Pode, no futuro, na União de Freguesias ser feito um levantamento sobre os locais de António Botto na Concavada e na casa onde nasceu que existe e está fechada, ou seja, não está habitada e que poderia permitir visitas.

De acordo com o presidente da Junta de Freguesia “temos de estudar outro tipo de iniciativas para deixar sempre bem viva a memória do poeta."

António Moutinho, presidente JF Alvega e Concavada

Manuel Jorge Valamatos, presidente da Câmara de Abrantes, destacou que o mural do aniversário de António Botto integra-se num projeto cultural mais vasto e em três concelhos.
O autarca referiu o orgulho em homenagear um homem que no seu tempo estava muito à frente.

Questionado sobre um eventual projeto para a casa onde nasceu António Botto referiu que Abrantes é um concelho com muitas memórias e figuras e que não é possível fazer tudo em simultâneo. Mas destacou que há um trabalho que tem vindo a ser feito, e deu o exemplo de Eduardo Duarte Ferreira, em Tramagal, e do Museu Metalúrgica Duarte Ferreira.

De acordo com Manuel Jorge Valamatos “no centenário de Abrantes [2016] o António Botto integrou as figuras mais marcantes do centenário da cidade” e vincou a importância de perpetuar estas figuras importantes do concelho e do país. E adiantou que esta homenagem a António Botto, com a criação do mural, é também uma homenagem às pessoas da Concavada e dos abrantinos, em geral. Para o autarca esta é uma homenagem aos poetas, aos músicos, artistas, cidadãos e coletividades.

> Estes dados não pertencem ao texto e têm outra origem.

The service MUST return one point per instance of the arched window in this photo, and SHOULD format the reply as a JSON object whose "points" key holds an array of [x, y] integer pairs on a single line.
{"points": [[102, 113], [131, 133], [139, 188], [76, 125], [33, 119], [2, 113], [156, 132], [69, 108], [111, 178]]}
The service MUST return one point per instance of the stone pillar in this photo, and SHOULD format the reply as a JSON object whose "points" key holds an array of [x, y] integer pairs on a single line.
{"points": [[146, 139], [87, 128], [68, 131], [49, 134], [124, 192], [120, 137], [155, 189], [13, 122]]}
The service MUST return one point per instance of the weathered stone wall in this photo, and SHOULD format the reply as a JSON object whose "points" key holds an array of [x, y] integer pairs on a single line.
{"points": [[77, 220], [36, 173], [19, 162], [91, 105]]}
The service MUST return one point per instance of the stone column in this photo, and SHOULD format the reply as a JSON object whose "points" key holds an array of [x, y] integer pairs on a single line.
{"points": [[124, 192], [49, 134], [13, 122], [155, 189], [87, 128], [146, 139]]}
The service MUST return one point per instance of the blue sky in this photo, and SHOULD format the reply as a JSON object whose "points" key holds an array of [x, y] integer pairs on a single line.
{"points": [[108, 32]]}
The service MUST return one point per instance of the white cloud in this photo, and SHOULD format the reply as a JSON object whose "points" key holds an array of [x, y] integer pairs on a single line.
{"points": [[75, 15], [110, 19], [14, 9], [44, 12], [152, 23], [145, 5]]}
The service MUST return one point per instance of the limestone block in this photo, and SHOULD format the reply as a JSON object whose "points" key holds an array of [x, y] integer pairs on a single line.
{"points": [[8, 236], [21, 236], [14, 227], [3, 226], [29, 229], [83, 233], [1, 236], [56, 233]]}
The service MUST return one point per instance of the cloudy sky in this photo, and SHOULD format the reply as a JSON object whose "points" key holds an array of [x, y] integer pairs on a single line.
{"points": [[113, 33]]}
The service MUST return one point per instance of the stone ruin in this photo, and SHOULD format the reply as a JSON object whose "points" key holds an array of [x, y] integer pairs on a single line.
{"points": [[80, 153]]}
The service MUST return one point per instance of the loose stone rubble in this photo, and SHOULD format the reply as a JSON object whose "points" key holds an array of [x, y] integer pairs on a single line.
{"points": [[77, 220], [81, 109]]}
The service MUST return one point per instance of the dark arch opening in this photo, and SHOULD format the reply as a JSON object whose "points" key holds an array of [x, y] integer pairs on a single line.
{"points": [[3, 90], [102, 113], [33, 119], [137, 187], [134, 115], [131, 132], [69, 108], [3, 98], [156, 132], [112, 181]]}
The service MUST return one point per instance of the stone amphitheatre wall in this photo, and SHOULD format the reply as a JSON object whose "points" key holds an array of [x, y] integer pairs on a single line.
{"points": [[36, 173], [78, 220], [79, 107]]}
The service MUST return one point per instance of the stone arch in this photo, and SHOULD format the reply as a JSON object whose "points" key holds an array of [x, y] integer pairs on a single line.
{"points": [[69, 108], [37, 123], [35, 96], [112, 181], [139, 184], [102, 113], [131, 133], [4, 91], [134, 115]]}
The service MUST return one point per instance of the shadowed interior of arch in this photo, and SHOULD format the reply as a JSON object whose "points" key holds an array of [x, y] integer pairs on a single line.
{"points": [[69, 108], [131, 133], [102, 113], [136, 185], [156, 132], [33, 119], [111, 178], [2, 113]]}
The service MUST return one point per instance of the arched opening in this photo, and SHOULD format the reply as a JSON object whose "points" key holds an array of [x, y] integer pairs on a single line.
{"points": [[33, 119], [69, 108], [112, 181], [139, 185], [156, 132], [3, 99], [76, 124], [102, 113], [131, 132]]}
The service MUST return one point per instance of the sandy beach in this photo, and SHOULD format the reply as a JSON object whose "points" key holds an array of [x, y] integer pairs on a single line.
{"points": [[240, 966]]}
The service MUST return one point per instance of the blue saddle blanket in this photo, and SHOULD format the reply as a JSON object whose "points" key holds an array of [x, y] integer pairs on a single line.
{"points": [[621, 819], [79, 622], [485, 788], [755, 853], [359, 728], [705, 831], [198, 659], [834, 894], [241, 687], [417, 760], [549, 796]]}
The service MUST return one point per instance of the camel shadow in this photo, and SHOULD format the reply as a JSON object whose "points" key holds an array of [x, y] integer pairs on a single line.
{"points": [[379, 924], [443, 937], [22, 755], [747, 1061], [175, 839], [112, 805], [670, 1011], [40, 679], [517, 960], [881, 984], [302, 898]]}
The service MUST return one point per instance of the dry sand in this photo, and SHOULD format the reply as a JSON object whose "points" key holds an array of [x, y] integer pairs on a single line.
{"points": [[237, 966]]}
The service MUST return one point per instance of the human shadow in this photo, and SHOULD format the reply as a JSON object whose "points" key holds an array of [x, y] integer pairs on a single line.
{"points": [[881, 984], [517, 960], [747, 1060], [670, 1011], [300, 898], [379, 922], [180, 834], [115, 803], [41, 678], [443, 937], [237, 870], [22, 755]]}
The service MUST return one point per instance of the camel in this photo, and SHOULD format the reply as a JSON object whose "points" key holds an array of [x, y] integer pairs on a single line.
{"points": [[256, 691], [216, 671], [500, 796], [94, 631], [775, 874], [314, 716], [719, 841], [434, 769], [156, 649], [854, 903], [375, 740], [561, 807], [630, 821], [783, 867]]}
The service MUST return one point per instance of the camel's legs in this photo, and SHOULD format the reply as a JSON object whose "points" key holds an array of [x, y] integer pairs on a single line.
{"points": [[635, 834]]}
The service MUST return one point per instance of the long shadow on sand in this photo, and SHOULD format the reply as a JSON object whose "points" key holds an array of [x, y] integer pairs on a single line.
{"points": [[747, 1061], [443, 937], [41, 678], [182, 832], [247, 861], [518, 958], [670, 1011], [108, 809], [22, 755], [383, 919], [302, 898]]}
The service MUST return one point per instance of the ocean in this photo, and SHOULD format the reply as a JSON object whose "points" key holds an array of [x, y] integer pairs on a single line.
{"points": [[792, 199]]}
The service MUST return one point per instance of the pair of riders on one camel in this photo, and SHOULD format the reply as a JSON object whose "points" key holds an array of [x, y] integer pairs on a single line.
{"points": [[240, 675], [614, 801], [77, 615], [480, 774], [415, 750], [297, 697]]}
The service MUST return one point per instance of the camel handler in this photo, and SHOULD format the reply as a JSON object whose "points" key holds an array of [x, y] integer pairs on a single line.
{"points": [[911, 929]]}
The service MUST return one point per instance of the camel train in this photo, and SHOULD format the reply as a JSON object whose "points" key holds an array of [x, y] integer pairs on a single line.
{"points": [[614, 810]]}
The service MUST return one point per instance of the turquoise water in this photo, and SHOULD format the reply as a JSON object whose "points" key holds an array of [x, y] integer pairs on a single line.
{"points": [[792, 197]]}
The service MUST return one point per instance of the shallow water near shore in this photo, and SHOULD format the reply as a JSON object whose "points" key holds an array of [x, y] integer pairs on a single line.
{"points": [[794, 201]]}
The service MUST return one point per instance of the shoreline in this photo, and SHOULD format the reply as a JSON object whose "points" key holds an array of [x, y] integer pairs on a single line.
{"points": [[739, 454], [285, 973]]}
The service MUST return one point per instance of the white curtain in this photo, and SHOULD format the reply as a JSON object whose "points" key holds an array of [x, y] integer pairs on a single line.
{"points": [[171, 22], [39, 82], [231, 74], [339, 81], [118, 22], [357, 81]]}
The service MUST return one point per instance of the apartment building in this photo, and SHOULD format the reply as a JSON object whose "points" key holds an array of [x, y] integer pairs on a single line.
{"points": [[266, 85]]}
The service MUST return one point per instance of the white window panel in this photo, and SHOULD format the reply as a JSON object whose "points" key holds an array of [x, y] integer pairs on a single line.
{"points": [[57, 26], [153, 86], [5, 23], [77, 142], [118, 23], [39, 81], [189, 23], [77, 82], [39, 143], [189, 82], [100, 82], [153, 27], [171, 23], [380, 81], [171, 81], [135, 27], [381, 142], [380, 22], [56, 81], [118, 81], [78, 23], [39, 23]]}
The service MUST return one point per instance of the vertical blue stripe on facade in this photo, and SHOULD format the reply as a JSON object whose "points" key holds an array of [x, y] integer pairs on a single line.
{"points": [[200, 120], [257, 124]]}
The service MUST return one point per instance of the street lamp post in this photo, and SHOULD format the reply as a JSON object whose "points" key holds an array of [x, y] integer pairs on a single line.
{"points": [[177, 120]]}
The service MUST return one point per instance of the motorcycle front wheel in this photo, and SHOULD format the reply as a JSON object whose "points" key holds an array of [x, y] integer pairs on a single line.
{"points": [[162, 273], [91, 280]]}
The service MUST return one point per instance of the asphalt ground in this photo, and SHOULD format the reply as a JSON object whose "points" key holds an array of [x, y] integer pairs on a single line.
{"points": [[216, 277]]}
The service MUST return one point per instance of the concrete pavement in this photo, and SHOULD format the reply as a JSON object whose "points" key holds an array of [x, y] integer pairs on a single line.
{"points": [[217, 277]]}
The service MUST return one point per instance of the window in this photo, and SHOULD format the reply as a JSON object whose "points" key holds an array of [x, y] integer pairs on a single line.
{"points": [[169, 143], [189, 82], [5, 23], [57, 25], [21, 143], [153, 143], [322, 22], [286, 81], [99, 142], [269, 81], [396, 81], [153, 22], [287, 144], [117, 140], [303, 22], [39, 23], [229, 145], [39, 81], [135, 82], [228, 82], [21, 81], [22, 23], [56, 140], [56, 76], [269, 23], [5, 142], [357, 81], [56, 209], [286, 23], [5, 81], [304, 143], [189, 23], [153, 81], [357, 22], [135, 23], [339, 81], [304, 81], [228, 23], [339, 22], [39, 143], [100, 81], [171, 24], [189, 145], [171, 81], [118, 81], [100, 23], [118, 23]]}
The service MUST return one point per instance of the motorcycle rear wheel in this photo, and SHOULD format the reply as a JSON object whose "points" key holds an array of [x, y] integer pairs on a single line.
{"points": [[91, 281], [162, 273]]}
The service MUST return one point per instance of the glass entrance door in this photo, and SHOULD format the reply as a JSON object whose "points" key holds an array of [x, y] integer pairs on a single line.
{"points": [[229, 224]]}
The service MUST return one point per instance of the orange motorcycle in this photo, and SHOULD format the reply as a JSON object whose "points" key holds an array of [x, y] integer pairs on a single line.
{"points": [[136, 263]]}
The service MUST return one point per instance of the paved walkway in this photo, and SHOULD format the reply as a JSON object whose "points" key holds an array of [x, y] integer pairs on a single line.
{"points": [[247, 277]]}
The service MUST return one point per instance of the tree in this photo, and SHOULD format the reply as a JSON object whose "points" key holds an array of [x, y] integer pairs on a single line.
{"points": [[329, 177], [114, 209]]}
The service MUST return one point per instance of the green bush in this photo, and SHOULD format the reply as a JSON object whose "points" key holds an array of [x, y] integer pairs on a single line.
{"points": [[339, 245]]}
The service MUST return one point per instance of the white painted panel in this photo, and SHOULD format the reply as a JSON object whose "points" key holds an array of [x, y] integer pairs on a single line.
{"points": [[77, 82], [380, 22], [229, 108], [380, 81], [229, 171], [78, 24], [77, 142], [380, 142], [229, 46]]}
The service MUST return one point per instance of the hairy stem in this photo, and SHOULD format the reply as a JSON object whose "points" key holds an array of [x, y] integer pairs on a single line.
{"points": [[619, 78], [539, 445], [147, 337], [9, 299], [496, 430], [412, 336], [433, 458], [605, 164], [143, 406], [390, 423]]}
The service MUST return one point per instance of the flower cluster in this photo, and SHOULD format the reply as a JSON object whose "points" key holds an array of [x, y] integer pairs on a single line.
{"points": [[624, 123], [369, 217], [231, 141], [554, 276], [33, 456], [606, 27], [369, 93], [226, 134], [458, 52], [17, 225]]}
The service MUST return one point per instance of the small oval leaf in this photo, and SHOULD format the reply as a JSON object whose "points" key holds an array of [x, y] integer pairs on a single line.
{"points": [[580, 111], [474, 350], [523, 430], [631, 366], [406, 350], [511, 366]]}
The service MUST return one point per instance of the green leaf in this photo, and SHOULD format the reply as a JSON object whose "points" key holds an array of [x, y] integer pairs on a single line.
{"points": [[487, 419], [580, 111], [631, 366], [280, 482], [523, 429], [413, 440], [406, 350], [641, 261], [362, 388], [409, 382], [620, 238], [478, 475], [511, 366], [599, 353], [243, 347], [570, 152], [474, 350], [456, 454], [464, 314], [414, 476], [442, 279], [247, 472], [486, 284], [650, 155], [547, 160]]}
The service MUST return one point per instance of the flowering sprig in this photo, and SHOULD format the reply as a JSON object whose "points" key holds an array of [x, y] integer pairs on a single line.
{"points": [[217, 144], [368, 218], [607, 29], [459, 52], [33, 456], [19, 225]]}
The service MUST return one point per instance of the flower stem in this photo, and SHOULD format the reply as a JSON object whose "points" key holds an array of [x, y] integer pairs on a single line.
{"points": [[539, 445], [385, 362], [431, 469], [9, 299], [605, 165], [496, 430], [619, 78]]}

Valamatos destacou ainda as memórias e o sentimento do poeta sobre a sua terra “ele fala das casinhas pequeninas e uma terra que tinha uma fonte onde ele andava descalço e feliz. E são essas marcas que o legado do António Botto nos deixa e que queremos perpetuar e continuar a promover.”

 

Manuel Jorge Valamatos, presidente CM Abrantes

O Município de Abrantes assinalou os 125 anos do Nascimento de António Botto com duas atividades. Uma fica disponível para todas as pessoas que venham a passar pela aldeia de Concavada, é um mural evocativo desta efeméride.

A outra foi uma apresentação musical intitulada “Poetas de Abrantes” com poemas de abrantinos cantados por José Horta. José Horta, na viola, e João Vaz, na guitarra portuguesa, interpretam um poema de António Botto.

Poema de António Botto, na voz e viola José Horta e na guitarra Jão Vaz

O projeto Caminhos Literários pretende afirmar-se como um território literário onde se traçam caminhos e percursos literários. Na sua apresentação, na Comunidade Intermunicipal do Médio Tejo, define-se este projeto como uma marca que será desenvolvida na região e a nível nacional e internacional, através da relação de alguns dos nomes de referência como: António Botto, Camões, Gil Vicente e outros que por cá deixaram a sua marca.
Ainda de acordo com esta explicação, o projeto visa a construção de um território literário entre os municípios de Abrantes, Constância e Sardoal, onde, para além das paisagens literárias associadas a cada um dos escritores, importa frisar a construção de um projeto turístico-cultural em que a literatura seja a alavanca para a descoberta de novas identidades.